For if we are honest -- and who wants to be honest, but what the hell, let's tie one on -- the pink burn that delights is but death's lazy doorman. Surely the hesitant tilt of our head when we've kissed the sun far too long is some kind of indifferent guide to the underworld that awaits when the coffin's lids creaks its way shut. Think of it: If death is the absence of life, the destruction of comfort, a blackhead extended outwards in round steady cycles, then what better prep can we have than a slap to our skin that makes life itself but a chore? Sitting, showering, bending our knees and looking left and now right -- good God, what a pain, after a sunburn's first night. You start to resent being awake. Being aware.

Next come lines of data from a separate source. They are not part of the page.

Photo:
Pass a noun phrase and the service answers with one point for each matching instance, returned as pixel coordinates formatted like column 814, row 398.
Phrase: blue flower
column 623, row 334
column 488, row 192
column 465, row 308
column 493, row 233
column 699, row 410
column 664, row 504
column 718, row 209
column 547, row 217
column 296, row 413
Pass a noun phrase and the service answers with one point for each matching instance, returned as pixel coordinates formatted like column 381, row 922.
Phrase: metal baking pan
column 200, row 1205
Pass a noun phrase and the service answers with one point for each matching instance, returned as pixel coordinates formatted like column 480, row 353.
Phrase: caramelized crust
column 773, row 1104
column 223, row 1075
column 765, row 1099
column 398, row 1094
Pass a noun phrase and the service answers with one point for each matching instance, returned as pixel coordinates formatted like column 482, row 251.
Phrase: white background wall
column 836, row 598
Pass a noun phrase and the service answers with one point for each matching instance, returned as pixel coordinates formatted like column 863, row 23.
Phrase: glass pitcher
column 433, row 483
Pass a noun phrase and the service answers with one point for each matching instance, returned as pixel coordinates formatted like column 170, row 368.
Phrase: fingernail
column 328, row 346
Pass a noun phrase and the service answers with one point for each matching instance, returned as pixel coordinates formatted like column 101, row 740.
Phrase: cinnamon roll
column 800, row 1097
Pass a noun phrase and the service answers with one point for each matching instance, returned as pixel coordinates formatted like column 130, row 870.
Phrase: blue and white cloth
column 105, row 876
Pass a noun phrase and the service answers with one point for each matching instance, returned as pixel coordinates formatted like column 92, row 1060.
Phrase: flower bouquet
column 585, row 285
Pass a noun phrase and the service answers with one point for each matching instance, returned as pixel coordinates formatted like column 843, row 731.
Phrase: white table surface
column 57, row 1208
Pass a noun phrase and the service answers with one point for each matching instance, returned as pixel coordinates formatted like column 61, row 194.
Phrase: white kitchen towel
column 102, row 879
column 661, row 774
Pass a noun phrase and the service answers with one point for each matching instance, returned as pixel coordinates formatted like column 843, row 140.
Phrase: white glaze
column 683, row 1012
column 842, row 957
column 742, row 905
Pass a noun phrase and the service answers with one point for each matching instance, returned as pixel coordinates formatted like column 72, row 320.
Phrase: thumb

The sun. The light. Give me some cold, a soft soothing touch that might still sway with a swoosh all that lies underneath. No deal, boss. No stroking here; no relief. You will crash on that couch with a groan and wish the black to come back. No more of light's brilliant booth, its cozy niche in the corner. Just give me the black, straight up, and let me be the rock.

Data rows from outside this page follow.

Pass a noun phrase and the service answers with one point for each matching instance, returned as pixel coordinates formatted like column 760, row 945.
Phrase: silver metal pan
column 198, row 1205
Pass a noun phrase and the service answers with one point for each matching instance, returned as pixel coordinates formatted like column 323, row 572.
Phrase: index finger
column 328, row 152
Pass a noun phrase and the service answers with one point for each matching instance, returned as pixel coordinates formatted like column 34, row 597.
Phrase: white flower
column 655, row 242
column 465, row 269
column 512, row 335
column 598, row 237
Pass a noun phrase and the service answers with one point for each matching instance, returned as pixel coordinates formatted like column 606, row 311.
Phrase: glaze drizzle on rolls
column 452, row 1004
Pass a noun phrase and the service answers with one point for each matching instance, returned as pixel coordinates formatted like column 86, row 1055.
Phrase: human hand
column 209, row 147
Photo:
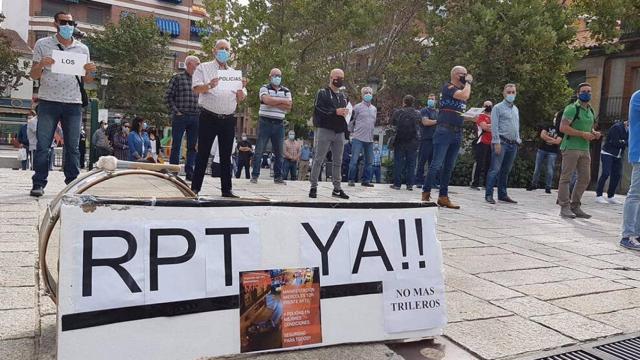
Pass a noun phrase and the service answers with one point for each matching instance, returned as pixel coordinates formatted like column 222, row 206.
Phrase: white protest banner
column 69, row 63
column 139, row 281
column 230, row 80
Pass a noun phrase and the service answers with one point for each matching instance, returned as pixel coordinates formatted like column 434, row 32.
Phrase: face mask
column 222, row 56
column 66, row 31
column 584, row 97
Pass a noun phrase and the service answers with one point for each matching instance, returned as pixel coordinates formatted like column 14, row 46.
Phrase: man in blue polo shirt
column 448, row 135
column 631, row 213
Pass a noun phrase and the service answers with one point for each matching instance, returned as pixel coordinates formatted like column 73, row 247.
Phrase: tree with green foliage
column 136, row 56
column 12, row 70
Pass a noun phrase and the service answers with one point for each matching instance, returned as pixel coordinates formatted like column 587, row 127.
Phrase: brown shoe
column 445, row 202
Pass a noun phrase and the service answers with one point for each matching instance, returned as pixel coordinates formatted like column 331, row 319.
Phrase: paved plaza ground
column 519, row 278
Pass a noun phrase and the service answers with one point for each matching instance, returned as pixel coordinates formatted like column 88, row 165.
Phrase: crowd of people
column 430, row 138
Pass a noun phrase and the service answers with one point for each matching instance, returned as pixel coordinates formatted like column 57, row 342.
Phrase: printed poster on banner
column 279, row 308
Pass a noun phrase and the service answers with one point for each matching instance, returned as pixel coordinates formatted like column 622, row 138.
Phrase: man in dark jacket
column 329, row 119
column 611, row 160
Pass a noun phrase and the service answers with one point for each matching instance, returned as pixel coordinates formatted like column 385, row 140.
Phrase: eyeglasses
column 67, row 22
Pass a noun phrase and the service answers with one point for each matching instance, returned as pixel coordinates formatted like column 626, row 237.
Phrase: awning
column 168, row 26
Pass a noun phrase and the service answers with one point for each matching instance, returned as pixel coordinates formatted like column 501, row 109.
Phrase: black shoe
column 340, row 194
column 37, row 191
column 229, row 194
column 508, row 200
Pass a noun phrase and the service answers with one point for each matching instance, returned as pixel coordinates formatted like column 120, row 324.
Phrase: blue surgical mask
column 222, row 56
column 66, row 31
column 584, row 97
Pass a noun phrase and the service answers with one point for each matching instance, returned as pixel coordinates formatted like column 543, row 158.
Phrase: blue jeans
column 270, row 130
column 290, row 167
column 425, row 156
column 611, row 166
column 356, row 147
column 631, row 212
column 500, row 168
column 404, row 163
column 446, row 146
column 551, row 157
column 69, row 115
column 180, row 124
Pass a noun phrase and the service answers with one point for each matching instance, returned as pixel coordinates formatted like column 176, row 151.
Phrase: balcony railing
column 614, row 108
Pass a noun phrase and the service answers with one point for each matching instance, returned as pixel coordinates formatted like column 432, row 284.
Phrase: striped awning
column 168, row 26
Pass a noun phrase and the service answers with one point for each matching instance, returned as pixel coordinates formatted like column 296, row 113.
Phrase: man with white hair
column 183, row 104
column 361, row 126
column 217, row 118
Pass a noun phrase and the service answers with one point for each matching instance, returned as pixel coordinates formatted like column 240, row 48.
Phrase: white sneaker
column 614, row 201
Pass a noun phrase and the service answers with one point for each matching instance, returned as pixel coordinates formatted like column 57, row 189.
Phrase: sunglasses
column 67, row 22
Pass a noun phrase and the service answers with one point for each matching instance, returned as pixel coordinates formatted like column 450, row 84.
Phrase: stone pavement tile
column 533, row 276
column 478, row 287
column 15, row 246
column 576, row 326
column 22, row 258
column 601, row 303
column 625, row 320
column 504, row 336
column 489, row 263
column 461, row 306
column 17, row 297
column 567, row 288
column 17, row 324
column 20, row 349
column 46, row 342
column 628, row 259
column 527, row 306
column 475, row 251
column 461, row 243
column 17, row 276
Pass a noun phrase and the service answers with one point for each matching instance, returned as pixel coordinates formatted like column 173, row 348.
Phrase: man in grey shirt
column 505, row 138
column 60, row 101
column 361, row 127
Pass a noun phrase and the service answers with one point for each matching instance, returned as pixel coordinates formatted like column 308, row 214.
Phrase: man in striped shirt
column 275, row 103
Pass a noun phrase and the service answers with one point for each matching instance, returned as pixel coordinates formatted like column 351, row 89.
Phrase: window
column 96, row 16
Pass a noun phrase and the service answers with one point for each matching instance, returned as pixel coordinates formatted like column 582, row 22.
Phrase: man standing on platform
column 60, row 100
column 329, row 119
column 505, row 138
column 427, row 128
column 275, row 103
column 577, row 124
column 182, row 101
column 216, row 117
column 361, row 126
column 448, row 135
column 292, row 150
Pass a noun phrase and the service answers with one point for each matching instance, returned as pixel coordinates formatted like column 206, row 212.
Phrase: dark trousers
column 482, row 155
column 243, row 163
column 211, row 125
column 612, row 170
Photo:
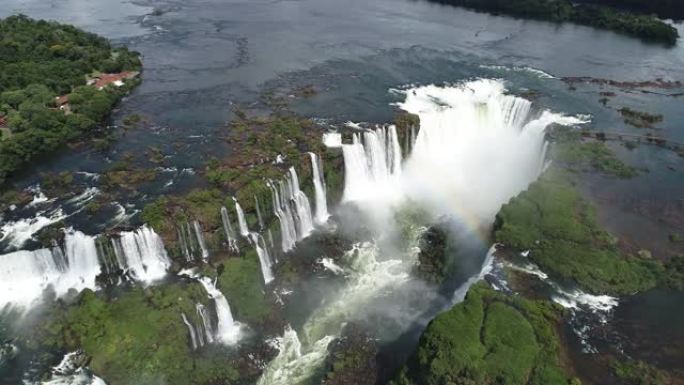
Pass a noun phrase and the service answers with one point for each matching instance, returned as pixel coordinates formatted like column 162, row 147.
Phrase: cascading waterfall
column 141, row 253
column 293, row 210
column 185, row 246
column 191, row 331
column 227, row 330
column 372, row 161
column 200, row 240
column 476, row 148
column 206, row 331
column 264, row 259
column 259, row 217
column 322, row 214
column 228, row 230
column 244, row 230
column 25, row 275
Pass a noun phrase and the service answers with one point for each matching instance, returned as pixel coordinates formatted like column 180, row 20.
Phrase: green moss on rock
column 558, row 226
column 138, row 337
column 490, row 338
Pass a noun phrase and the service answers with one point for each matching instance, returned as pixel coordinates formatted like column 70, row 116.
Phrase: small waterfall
column 264, row 259
column 200, row 240
column 24, row 275
column 191, row 331
column 302, row 206
column 288, row 234
column 322, row 214
column 183, row 243
column 261, row 219
column 244, row 230
column 228, row 230
column 206, row 324
column 227, row 330
column 141, row 253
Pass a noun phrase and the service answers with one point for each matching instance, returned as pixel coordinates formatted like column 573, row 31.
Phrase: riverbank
column 644, row 27
column 58, row 85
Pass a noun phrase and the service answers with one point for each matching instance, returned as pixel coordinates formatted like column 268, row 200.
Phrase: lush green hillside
column 638, row 25
column 39, row 61
column 490, row 338
column 553, row 221
column 667, row 9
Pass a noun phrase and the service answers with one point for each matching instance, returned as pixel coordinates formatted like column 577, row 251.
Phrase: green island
column 489, row 338
column 641, row 26
column 57, row 84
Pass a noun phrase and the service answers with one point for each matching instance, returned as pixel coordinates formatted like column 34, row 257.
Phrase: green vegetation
column 137, row 338
column 39, row 61
column 559, row 227
column 641, row 26
column 241, row 282
column 674, row 273
column 640, row 119
column 351, row 359
column 631, row 372
column 490, row 338
column 588, row 156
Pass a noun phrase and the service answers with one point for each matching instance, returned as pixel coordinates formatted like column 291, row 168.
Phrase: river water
column 204, row 58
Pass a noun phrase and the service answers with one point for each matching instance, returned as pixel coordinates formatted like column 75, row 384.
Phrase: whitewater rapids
column 476, row 148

These thoughts take me back -- a few centuries, even further. For who can imagine what it must have been like to endure such a sun when the shade had its home at the base of a tree? And only the tree? Think of that shade! What an oasis it must have seemed to the mad and the dazed and the sun-drunken pilgrims! I can go inside with some air-con, and french-kiss its cold tongue. What relief did they lack! Can I call them my own brethren, if I've not felt that red mark on each moment of time?
Perhaps there's still hope. I can discover what they might have known. Some tricks. Approaches to life, even. I could lay out on the grass, shirt off. Underwear whipped at the sky like an archer's last arrow. Quite nude. Let the sun brand itself on my skin. I could lay there for two, three hours. Two, three days. Build up some kind of resistance. Let the hurt hurt so bad that it must do nothing but morph. (Can one feel pain for so long that it becomes ecstasy's final spurt? Are they cousins, in fact, agony and great bliss?)
Quite soon I could be as red as the sun when it sets on an early spring eve. Callused, I'll be. Nothing could hurt me anymore. Impervious. Pain as both antidote and elixir. My sunburn's covert role as the lazy doorman of death might keep that door half ajar, trying to coax me to enter. Instead, I'd just lay there, sizzling.